Multi-country payroll outsourcing (MCPO) in the Americas has been steadily growing in popularity over the last five to ten years, but one big issue is still holding it back: security.
As nearshore vendors encourage the technological transformation of MCPO with automation, big data, business analytics, mobility, and cloud solutions, the question of whether sensitive HR and employee data can be 100% secure becomes much more difficult to answer.
“In terms of human resources (HR) information, security has been a major issue in the region,” said Raimundo Diaz, Head of Americas at TMF Group, a provider of MCPO services. “Around half of the client companies we speak to don’t have secure systems for their HR and payroll processes. The most extensive piece of HR software is still Microsoft Excel, which says it all.”
Typical Security Concerns
The main security concern with MCPO is the unauthorized access and use of sensitive payroll information. “This is a problem that can arise in a whole lot of outsourcing constructs, but it is more complex in the case of MCPO,” said Anil Vijayan, Practice Director at Everest Group. “You have a lot of geographies in such a construct, meaning there are multiple people in multiple countries handling the data. Furthermore, although MCPO for a buyer would be attached to one particular vendor, there is typically a partner network that the vendor uses in an aggregated model.”
This additional network of partners is less easy for buyers to control than just the one chosen vendor, creating a “buyer beware” type situation, in which extensive due diligence should be performed to ensure the data doesn’t fall into the wrong hands. In this case, it pays to go with larger vendors who are already trusted and well-established, as their partner network is more likely to be highly reliable.
“Data security tends to be easier to manage when you have a lower number of moving parts,” said Vijayan. “In that sense, the pure platform model, in which a single vendor uses its own platform to process the data, would lend itself best to MCPO for better security and control.”
Latin America has commonly been known as a region that needed to mature in the MCPO space, but Luis Volpon, Head of HR & Payroll Solutions for Americas at TMF Group has seen it climb out of that reputation in recent years. “There is clearly an identified need, especially from multinationals, who realize that payroll is a “know-how”, and outsourcing it to professionals who know it well is an advantage for them. We often see that when multinationals enter a country fresh, they instantly look at outsourcing as a first option. The situation is not the same when you look at local companies, as they still have reservations about outsourcing to third parties.”
As well as being a concern for clients, Diaz believes that security will be one of the biggest issues for governments too, as they begin to further enforce privacy when it comes to employee data. “It’s a risky thing, because if you have access to the payroll of a large organization, the information that you have is just staggering,” said Diaz.

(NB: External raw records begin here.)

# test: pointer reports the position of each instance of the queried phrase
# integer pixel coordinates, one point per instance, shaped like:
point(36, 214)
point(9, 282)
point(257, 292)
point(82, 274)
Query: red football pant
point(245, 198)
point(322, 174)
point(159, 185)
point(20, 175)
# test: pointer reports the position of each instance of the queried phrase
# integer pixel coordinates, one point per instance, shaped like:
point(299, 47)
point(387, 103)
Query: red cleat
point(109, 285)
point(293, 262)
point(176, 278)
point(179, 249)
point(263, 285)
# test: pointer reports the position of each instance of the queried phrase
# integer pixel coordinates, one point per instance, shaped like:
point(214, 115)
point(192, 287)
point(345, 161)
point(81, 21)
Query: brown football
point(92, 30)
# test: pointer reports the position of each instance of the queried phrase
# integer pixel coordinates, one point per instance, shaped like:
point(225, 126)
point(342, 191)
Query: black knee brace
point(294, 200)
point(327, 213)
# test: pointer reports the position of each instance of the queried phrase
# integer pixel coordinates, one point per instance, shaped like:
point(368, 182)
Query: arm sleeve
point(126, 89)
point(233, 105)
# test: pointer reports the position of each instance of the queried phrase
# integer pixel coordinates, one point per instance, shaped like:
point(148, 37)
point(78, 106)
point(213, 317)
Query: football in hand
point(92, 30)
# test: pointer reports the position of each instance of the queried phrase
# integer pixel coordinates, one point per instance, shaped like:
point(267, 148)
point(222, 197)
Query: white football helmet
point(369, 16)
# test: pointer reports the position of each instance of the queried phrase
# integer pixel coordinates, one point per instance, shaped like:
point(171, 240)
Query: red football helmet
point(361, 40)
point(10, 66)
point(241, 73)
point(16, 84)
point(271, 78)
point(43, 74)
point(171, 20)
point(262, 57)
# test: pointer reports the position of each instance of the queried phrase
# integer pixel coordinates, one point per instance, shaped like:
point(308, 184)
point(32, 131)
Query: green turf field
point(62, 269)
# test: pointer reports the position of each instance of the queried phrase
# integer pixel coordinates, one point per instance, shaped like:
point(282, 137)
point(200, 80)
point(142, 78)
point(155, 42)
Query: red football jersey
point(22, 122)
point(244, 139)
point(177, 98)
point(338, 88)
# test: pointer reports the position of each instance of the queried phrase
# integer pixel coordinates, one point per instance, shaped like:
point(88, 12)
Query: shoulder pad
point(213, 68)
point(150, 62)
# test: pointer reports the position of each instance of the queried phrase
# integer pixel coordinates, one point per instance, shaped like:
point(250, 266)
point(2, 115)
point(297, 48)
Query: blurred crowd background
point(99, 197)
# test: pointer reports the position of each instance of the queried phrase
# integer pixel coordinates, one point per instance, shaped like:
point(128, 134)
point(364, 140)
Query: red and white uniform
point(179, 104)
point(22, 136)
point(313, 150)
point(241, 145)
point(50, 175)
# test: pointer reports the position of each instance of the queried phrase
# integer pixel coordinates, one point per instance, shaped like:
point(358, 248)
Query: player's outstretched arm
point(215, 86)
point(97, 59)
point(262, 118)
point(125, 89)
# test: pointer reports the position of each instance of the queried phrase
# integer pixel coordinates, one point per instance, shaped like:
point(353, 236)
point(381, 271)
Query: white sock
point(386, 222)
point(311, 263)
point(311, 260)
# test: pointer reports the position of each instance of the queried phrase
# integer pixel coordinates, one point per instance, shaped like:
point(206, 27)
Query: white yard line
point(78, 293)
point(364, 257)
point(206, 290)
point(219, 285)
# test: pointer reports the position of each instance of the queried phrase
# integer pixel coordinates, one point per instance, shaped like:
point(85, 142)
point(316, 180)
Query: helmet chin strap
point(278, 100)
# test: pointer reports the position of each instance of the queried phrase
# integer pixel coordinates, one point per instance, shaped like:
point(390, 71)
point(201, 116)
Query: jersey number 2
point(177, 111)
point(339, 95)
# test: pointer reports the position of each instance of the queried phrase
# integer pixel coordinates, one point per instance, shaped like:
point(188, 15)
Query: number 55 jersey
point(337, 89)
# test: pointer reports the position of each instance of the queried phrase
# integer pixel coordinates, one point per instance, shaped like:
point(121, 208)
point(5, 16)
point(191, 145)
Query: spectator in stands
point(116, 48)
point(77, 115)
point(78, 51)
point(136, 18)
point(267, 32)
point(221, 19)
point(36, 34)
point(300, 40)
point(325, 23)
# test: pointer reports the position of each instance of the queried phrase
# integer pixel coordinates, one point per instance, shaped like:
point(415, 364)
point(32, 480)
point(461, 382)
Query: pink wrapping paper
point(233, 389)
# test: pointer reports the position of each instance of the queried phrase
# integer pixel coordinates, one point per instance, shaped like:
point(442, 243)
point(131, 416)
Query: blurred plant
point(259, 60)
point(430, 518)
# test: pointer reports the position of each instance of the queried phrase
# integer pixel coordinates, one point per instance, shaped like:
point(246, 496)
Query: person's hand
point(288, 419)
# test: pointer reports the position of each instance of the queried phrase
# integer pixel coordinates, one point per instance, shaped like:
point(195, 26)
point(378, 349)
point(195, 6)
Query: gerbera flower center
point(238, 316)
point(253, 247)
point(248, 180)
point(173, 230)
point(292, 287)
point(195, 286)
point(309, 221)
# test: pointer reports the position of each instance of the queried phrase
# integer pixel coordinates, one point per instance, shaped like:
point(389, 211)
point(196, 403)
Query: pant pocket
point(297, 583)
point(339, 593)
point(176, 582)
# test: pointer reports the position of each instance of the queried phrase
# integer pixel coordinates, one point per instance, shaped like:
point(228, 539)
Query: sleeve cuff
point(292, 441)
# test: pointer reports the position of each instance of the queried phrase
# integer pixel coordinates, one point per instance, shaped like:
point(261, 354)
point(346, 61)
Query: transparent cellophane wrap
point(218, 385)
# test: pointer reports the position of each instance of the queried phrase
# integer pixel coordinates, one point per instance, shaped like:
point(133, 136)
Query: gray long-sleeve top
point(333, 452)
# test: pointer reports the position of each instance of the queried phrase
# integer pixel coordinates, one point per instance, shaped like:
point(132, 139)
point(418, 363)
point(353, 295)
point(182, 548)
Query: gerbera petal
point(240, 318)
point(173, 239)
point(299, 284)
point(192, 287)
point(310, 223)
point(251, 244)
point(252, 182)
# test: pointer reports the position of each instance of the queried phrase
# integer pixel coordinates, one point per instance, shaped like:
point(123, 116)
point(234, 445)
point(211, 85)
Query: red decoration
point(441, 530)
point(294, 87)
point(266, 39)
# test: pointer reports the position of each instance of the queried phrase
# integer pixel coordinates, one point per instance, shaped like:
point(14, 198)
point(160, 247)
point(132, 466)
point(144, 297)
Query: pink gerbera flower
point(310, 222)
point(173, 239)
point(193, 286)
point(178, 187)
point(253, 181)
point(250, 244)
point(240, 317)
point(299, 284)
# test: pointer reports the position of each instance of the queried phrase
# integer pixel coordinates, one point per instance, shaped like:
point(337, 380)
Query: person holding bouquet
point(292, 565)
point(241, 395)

Furthermore, with offshore and nearshore outsourcing, the value of payroll data can be much higher than the wages that companies are paying, so there is a greater incentive to acquire data maliciously.
Framework of an MCPO System
There are generally two dimensions to a pure platform MCPO system: the repository of information (usually spread out across multiple databases) and the exchange of that information. It is critical that both elements of this are 100% secure as you need to exchange information internally with very little risk of leaks or data breaches.
The most complex and challenging part of developing an MCPO system is the lack of customer knowledge in certain jurisdictions where payroll is simple, according to Diaz. “Sometimes it takes us time to educate clients about the more complex payroll systems in other countries,” he said. “They have to realize that there are legal implications, tax implications, and labor law implications. Once that hurdle has been overcome, we find that customers quickly warm to the system.”
Mitigating Risk & Sharing Responsibility
Much of the risk with MCPO lies with people accessing information, not so much through hacking the system, but “social hacking” and malicious insiders, in which people convince a co-worker to allow them to have access. The only way to limit this threat is to make sure clients are educated and realize how much security depends on them too. “They need to understand the implications of weak passwords, not renewing passwords, and not applying classic security protocols,” said Diaz. “Access to MCPO information is segmented, so it’s the company who decides who has access to what. Employees will only have access to their own information, but no more.”
In that sense, it’s vital that the responsibility for security is shared between the client and the MCPO provider. This means a lot of communication and transparency, so providers can be aware of new employees entering the company and old ones leaving, to make sure there are no eventual leaks from staff departures. “Only the supervisors have full visibility of the information,” said Diaz. “Even as head of the region I don’t have full access to everything, so if I asked for access I wouldn’t get it due to the ISO rules that we follow.”
Furthermore, security can be increased by blocking access to USB ports, so no files can be copied onto external flash drives and removed from the building. You can also create dummy data sets that use fake information that is linked to the original information in another location.
Ultimately, due the nature of risk in MCPO, there is no way to completely eliminate it, but through the use of technology, the vetting of partner networks, strict vetting of employees, and other process checks, there are plenty of ways to mitigate it.